Jerry
Springer: The Opera
Music & lyrics by Richard Thomas; book & additional lyrics by
Stewart Lee and Richard Thomas
Directed by John Rando; choreographed by Chris Bailey
Performances through April 1, 2018
The New Group, Pershing Square Signature Center, 480 West
42nd Street, New York, NY
thenewgroup.org
Will Swenson and Terrence Mann in Jerry Springer: The Opera (photo: Monique Carboni) |
So to make a parody called Jerry
Springer: The Opera is the height of obviousness—and pointlessness. To
marry lowbrow with (supposed) highbrow, composer-lyricist Richard Thomas and lyricist
Stewart Lee went all in: lines like “What the fuck, what the fuck, what the
fucking fuck?” are intoned by an angelic-sounding chorus, literally mating the
sacred and the profane. And having Jerry get shot during one of his shows,
descend into a hellish purgatory where he’s met by Satan and told to do a show
for Satan’s benefit to avoid an eternity of hellfire, is an idea as unoriginal
as it is awful.
Right from the beginning, non-stop cursing
is set to heavenly music (the songs are listenable but blandly opera-lite) and the
show devolves into self-satisfied nastiness, with an already riled-up audience
egged on by Jerry’s crazed warm-up man, as the host himself shepherds the
sordid enterprise. A little of this goes a very long way: the first act
comprises Springer Show guests with hidden
secrets like a husband who wears diapers and admits to his wife that taking a
shit turns him on, or a plain wife who secretly wants to be a pole dancer.

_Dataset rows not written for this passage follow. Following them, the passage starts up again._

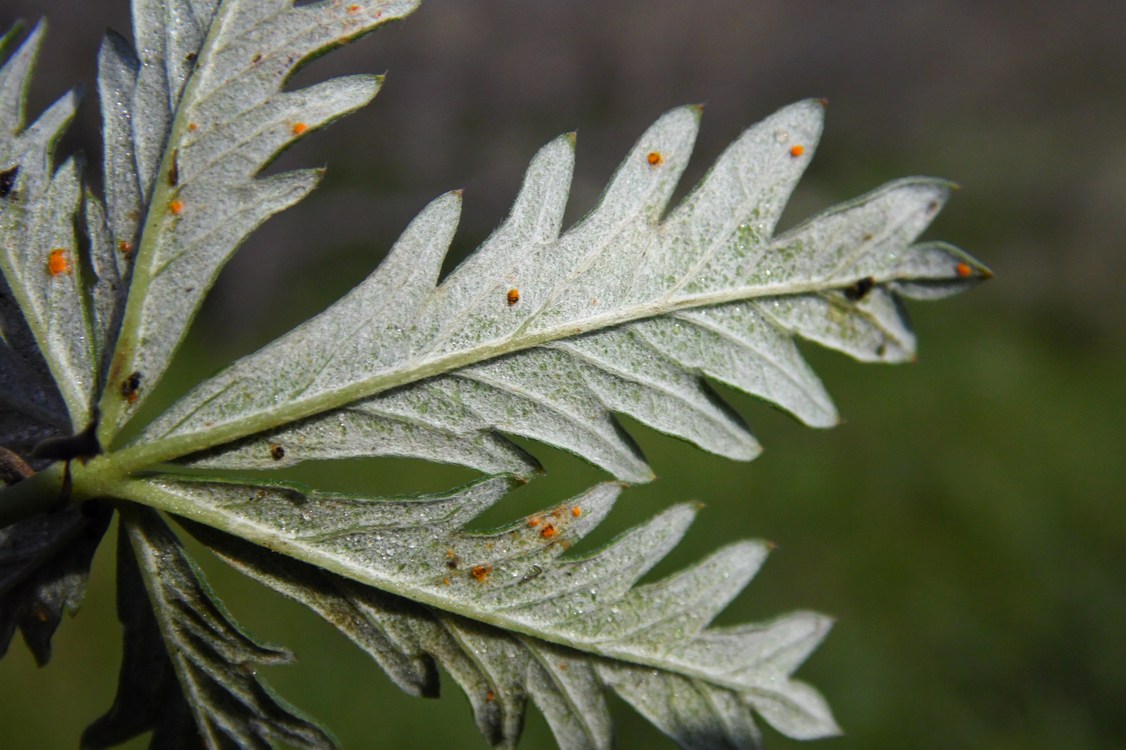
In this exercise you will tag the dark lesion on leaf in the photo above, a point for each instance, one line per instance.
(81, 445)
(130, 386)
(8, 178)
(173, 171)
(860, 288)
(12, 466)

Actual episodes of The Jerry Springer
Show didn’t put on airs about such people, instead taking them at face
value. Here, condescension is present from the start, and a repetitive first
act ends rather desperately with a Ku Klux Klan dance number done better (and funnier)

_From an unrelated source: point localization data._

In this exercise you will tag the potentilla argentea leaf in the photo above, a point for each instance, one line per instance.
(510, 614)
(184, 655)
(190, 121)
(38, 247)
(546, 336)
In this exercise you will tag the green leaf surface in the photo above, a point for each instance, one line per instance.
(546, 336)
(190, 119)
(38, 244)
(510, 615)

by Mel Brooks’ Nazis in The Producers.
The second act, in which Satan
demands an apology for being tossed out of paradise, leading to appearances by Jesus,
Mary and even God Almighty, might be blasphemous to some, but it’s sophomoric
and juvenile to most, never approaching the sinful satire it aims for, instead
lazily relying on its one-note, single-joke conceit to stretch itself past the
two-hour mark. In 2003 when this premiered—or 2008, when it was performed at
Carnegie Hall—Jerry Springer: The Opera
might have seemed daring or prescient. But now—in a world dominated by a
benighted and dangerous simpleton in the White House—the show has been outstripped
by reality.
John Rando’s smart staging features
Derek McLane’s typically superior set, which cleverly bleeds into the theater
itself for some semi-audience participation. Effortlessly playing multiple
roles is a dazzling cast of 18, whose voices soar into the stratosphere. While Terrence
Mann’s Jerry (a largely non-singing role, with a forgettable ballad thrown in)
makes Springer more than just a caricatured ringmaster, Will Swenson, as
Jerry’s Warm-Up Man and Satan, is having so much wild-eyed fun—he looks
unsettlingly like Charles Manson, maniacal stare and all—that it’s easy to go
along for the ride, bumpy as it ultimately is.